My brothers, on the other hand, did box and would come home and teased me for being fat and lazy. So, I decided to just go to the gym with my dad to get in shape, but I didn’t want to punch or fight anyone. When my brothers started competing in tournaments and needed a sparring mate, my dad asked me to do it. They would beat me up but I couldn’t hit them back, so decided to box. Soon enough, I realized that I was a natural at it and started liking it. I began my amateur boxing career at the age of 13, competed in the 2008 Olympics in Beijing, China and won the title of WBC (USNBC) Super Middleweight Champion in 2012. I am currently fighting with a professional record of 20-2 with 17 KOs (knockouts).
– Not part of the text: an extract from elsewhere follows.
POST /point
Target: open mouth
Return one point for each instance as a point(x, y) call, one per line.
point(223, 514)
How did you get into cooking?

When I was a kid, I hated being hungry. I would stay in the kitchen to help my mom cook mostly because I wanted to be the tester and take the first bite. One day, when I was about 10, I was home and hungry, so I decided to cook myself fried chicken. It turned out nice but I remember putting too much Goya adobo! All my brothers wanted some, so I started cooking for everyone. I watched them enjoying what I prepared and it made me feel good. Then on, I would make pancakes, scrambled eggs and Johnny Cakes on the weekends for everyone.

Until high school, I never perceived a career in culinary arts. My counselor advised me to take home economic courses in 8th grade and after graduation, I went to Florida Culinary Institute in West Palm Beach. I worked with a catering company, hotel, restaurant and did some pop-up dinners while maintaining my pro boxing career.

What’s your cookbook about?

Whenever I get a chance to talk with the women in my family, I am always learning how they cook certain Caribbean dishes. Keeping true to my roots, I wrote my Caribbean fusion cookbook focusing on traditional Caribbean recipes across the different islands, with classic French and Italian twists I learned through my training. Some of the recipes include Caribbean quesadillas with fresh mangoes and focaccia bread with avocados. I am Caribbean by blood but I love mixing with other people and cultures.

I wrote “My Modern Caribbean Kitchen” (releasing July 2018) through the two hurricanes Maria and Irma. It was dark everywhere and I had to look for light and internet. I dedicated the book to the victims, while I was also working through the time feeding people at the bakery.